Many of you have asked when the next conference is going to be. I can say with confidence that there will be a next conference, but we don’t have a date yet. One of the reasons we don’t have a date is that we’ve been thinking carefully about the last 11 years of work supporting the QS community, how to make sure it can continue, and what kind of work is most needed next. Our mission, as always, is to help people learn about themselves with their own data. Our method, as always, is to help people share their first person reports of personal discovery: “What did you? How did you do it? What did you learn?”
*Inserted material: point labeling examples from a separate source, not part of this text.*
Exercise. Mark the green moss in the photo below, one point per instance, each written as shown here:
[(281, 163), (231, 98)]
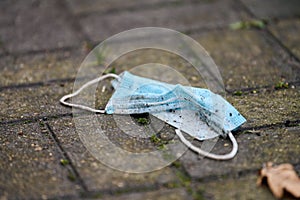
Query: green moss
[(64, 162), (154, 139), (281, 85), (142, 121), (110, 71), (238, 93), (248, 24)]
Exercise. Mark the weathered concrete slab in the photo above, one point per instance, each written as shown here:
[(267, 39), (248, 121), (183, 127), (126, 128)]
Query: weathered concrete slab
[(287, 31), (255, 148), (40, 67), (233, 188), (181, 18), (37, 25), (162, 194), (248, 58), (30, 165), (270, 9), (97, 176)]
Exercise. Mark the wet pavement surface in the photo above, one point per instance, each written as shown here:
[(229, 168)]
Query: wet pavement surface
[(42, 44)]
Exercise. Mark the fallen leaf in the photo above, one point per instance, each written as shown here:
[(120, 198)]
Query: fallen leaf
[(280, 178)]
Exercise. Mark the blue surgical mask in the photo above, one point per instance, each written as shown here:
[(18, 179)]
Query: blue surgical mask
[(198, 112)]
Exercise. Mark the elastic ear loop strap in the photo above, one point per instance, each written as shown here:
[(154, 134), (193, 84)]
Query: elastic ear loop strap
[(64, 98), (207, 154)]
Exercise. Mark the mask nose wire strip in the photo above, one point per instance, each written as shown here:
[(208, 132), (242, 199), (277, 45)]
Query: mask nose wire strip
[(207, 154), (64, 98)]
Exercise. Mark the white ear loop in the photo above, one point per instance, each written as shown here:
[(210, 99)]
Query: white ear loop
[(178, 132), (64, 98), (207, 154)]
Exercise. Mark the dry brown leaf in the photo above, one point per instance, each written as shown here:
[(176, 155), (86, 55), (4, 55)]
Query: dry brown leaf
[(280, 178)]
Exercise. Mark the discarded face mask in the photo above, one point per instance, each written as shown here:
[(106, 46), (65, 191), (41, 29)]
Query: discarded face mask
[(189, 109)]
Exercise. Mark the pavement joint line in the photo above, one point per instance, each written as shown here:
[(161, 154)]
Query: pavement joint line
[(66, 156), (237, 174), (126, 190), (138, 8), (73, 21), (266, 30), (287, 123), (68, 80), (95, 43)]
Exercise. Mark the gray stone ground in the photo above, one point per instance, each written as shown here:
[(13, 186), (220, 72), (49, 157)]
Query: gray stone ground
[(42, 44)]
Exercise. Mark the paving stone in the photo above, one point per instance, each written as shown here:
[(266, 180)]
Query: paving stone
[(259, 110), (33, 101), (30, 165), (182, 18), (95, 175), (81, 7), (287, 31), (38, 25), (162, 194), (40, 67), (270, 9), (248, 58), (233, 188), (255, 148)]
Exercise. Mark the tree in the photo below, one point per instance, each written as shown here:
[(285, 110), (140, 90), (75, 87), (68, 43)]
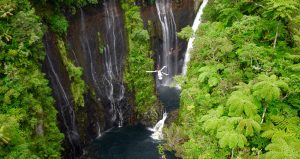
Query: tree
[(268, 89)]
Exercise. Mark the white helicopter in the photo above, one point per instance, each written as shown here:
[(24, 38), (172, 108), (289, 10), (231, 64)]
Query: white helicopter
[(159, 73)]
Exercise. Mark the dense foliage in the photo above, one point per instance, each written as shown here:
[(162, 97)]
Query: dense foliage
[(139, 60), (240, 98), (27, 114)]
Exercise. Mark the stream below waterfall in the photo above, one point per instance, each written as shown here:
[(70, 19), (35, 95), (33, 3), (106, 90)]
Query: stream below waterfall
[(133, 142)]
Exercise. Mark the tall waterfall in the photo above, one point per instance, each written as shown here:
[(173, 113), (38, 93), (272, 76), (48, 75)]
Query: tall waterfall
[(167, 57), (195, 26), (64, 103), (107, 78), (112, 77), (157, 129)]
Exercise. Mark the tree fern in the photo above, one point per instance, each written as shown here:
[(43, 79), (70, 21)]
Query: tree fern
[(248, 127), (241, 103)]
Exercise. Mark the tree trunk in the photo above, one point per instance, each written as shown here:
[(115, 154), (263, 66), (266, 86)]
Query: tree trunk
[(276, 36), (264, 114)]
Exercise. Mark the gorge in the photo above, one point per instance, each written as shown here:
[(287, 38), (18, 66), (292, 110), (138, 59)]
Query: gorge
[(126, 79), (96, 42)]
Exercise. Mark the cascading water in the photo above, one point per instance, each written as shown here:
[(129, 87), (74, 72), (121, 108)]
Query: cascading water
[(64, 103), (195, 26), (106, 81), (157, 129), (168, 57), (112, 78)]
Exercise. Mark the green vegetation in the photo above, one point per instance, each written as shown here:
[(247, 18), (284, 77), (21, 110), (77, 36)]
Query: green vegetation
[(59, 24), (78, 87), (138, 60), (27, 114), (240, 98)]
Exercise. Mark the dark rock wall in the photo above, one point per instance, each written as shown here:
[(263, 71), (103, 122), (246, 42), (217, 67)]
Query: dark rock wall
[(83, 125), (184, 14)]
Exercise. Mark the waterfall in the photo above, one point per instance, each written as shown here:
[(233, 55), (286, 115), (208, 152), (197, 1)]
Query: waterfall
[(157, 129), (167, 57), (195, 26), (107, 78), (64, 104), (112, 77)]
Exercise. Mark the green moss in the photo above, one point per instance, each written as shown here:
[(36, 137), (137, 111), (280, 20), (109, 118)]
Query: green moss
[(28, 127), (59, 24)]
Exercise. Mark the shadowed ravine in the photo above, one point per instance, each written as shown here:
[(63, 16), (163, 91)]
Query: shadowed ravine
[(96, 41)]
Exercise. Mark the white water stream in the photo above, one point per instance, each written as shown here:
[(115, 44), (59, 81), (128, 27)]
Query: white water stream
[(195, 26), (170, 42), (157, 129)]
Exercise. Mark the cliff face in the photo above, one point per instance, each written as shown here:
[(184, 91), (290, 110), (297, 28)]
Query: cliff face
[(184, 14), (97, 42)]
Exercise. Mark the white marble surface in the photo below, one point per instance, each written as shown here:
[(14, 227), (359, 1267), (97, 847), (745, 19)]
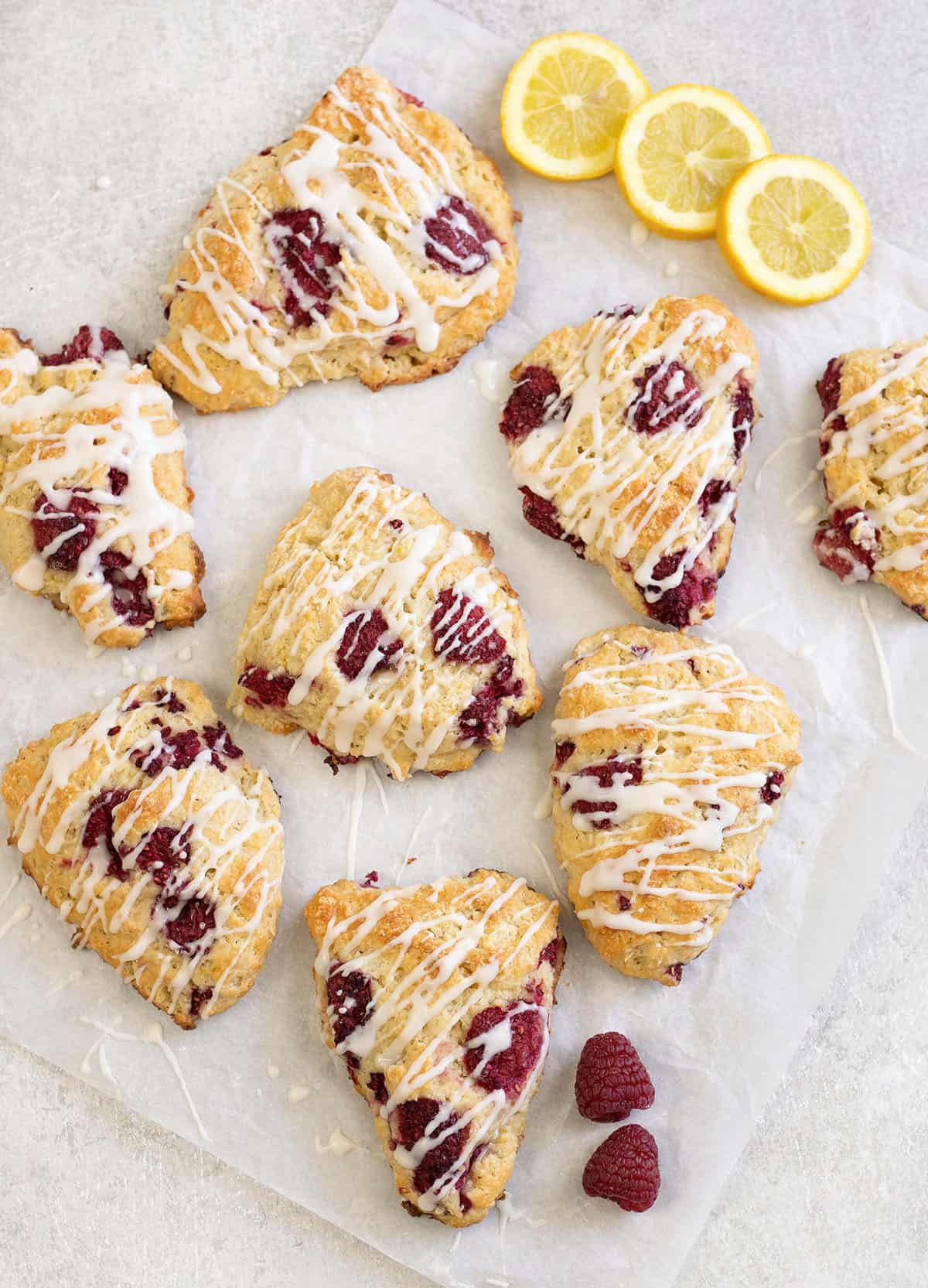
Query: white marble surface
[(832, 1189)]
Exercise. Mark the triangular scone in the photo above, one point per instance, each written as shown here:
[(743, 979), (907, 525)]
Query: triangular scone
[(627, 439), (148, 830), (670, 763), (439, 999), (375, 242), (873, 461), (94, 504), (384, 631)]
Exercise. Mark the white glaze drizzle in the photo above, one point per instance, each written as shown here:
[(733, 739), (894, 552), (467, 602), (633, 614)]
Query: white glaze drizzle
[(407, 169), (50, 449), (215, 834), (904, 513), (616, 494), (699, 813), (364, 563), (414, 997)]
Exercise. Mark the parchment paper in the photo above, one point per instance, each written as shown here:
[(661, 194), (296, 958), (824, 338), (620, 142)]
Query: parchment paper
[(716, 1046)]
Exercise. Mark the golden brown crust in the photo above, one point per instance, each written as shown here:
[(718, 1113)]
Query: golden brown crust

Our conferences don’t make money. Why not charge more? We’re not unaware that many conferences involving technology charge $1000 or more, and have corporate sponsors paying for exposure and marketing. But this obvious solution is inadequate in our case, because we’re not a business oriented conference, and many of the people we learn the most from are students, artists, independent technologists, designers, and scholars who pay for registration out of their own pocket. We want to continue to do it this way, because that’s where we think the most learning is.
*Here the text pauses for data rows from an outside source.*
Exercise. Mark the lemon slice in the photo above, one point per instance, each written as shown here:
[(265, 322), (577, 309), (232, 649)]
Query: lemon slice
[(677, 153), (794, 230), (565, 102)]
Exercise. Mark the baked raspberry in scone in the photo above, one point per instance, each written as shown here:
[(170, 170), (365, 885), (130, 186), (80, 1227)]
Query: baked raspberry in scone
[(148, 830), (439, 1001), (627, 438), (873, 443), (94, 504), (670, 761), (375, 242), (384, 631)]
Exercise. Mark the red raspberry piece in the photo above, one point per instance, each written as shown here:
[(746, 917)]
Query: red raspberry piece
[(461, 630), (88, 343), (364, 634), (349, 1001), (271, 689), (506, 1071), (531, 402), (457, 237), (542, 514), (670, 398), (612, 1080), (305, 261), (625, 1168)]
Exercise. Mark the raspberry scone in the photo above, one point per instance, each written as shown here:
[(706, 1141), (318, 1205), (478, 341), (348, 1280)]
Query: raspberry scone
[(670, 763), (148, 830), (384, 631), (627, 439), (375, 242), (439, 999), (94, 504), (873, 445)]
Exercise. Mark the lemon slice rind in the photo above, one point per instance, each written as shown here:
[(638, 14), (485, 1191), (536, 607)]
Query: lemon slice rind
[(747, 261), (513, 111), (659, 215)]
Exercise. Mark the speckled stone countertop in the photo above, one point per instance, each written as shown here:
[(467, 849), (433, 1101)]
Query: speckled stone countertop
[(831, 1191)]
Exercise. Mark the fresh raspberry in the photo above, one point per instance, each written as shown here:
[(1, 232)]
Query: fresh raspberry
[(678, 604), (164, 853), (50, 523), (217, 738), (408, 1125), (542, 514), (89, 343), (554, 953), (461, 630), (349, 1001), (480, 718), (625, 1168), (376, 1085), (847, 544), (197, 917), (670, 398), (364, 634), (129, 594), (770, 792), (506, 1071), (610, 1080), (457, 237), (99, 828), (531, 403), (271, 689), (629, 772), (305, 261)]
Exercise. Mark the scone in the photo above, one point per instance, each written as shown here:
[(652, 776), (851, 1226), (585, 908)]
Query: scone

Typically, we’ve subsidized the conferences through other program work making tools and organizing research. This work has been supported by grants and sponsorships. We’re grateful to our sponsors, especially to the Robert Wood Johnson Foundation, who provided us with crucial early support. But the Quantified Self community has never been a great fit with the institutions that are focused on traditional clinical and public health discovery. We’re focused on supporting individuals learning about themselves, even if what they learn only applies to themselves. For us, the value of the community is realized not only in the specific lesson that one person takes from their own data, but also in the aid and support all of us get from one another. We’re interested in the ecosystem we can see forming around the Quantified Self community. How do we support that?
Right after our last conference, we decided that this was the time to act. We’ve founded our own non-profit organization, called Article 27, with the mission of supporting personal discovery through everyday science. And we’ve marked out a big goal: 10 million discoveries in 20 years.
Wait, what?
How do we propose to do that?
At the link you’ll see a draft of our fundraising pitch for Article 27. I’m editing it everyday, based on feedback from others in the Quantified Self community. Will you add your comments? This is an open process and I’m also glad to respond here also. We are just starting this phase of the work, but we aren’t starting from scratch. Tell us what we have right, what we have wrong, and/or what we’ve simply missed.
And, sooner or later, we promise you a conference date.